Professeur de pédagogie à la retraite, je m’occupe depuis quatre ans d’un cours de français langue étrangère dans diverses ASBL. C’est un désastre. Car l’absentéisme fait des ravages parmi les apprenants. Bon an mal an, il reste en juin un tiers des apprenants inscrits en septembre. Nous avons tout essayé pour les fidéliser, mais, sans incitants  » officiels « , les adultes se découragent rapidement face à un apprentissage difficile. On constate d’ailleurs le même phénomène dans les classes d’adultes belges qui apprennent une autre langue, la musique ou la philosophie.
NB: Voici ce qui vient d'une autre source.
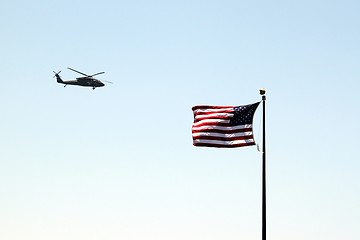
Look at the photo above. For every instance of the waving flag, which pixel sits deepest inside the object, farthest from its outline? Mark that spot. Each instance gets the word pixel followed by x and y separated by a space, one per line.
pixel 223 126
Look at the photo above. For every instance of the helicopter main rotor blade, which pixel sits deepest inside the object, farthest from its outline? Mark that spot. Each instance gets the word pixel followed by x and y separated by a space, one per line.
pixel 79 72
pixel 96 74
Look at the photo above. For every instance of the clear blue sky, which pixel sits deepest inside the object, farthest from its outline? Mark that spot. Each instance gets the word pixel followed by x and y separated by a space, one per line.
pixel 118 162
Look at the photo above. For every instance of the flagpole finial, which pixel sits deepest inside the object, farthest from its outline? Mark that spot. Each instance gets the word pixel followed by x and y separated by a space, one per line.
pixel 262 93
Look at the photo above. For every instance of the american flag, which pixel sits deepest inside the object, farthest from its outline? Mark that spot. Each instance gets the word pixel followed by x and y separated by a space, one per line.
pixel 223 126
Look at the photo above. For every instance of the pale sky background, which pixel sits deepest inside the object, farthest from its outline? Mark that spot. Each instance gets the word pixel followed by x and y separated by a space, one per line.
pixel 118 162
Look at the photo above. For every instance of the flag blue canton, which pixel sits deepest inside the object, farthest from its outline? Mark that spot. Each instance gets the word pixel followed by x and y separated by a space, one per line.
pixel 243 114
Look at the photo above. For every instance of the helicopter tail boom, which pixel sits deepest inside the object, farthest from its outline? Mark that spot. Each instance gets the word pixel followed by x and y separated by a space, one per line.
pixel 58 78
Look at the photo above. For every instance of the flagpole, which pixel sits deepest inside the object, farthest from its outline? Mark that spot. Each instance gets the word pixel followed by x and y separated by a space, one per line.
pixel 262 93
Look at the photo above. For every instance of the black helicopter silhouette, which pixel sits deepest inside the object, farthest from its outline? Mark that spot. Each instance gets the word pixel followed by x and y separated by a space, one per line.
pixel 87 81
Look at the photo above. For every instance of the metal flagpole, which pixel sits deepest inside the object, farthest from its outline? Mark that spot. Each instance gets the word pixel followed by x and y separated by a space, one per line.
pixel 262 93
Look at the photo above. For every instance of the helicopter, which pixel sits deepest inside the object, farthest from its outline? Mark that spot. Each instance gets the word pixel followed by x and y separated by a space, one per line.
pixel 87 81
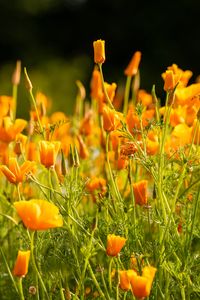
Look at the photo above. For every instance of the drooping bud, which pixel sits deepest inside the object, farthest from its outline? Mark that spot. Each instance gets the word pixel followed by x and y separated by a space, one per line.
pixel 99 51
pixel 28 83
pixel 17 73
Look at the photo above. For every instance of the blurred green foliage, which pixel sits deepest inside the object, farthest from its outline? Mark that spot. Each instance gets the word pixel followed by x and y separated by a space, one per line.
pixel 55 78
Les Flamands nous scandalisent avec leur parcours d’intégration civique et leurs coachs chargés d’accompagner les migrants. Pourquoi ? Aurions-nous peur qu’ils appliquent la même stratégie aux francophones installés en Flandre ? Pour ma part, j’ai formé pédagogiquement une douzaine de coachs issus de huit nationalités différentes mais maîtrisant bien le français. En tant que formateurs bénévoles, ils ont enseigné le français à d’autres immigrés pendant un an, deux ans… puis ils ont quitté l’association pour un vrai job. En Flandre, leur travail aurait été reconnu à sa juste valeur et pérennisé. Ici, j’ai essayé de professionnaliser nos coachs en proposant une formation de 300 heures sanctionnée par un brevet pédagogique, mais cela n’intéresse aucun responsable de la Région wallonne ni de la Communauté française. Les ASBL reçoivent des subsides qui leur permettent tout juste de fonctionner, rarement d’engager des formateurs, même à mi-temps.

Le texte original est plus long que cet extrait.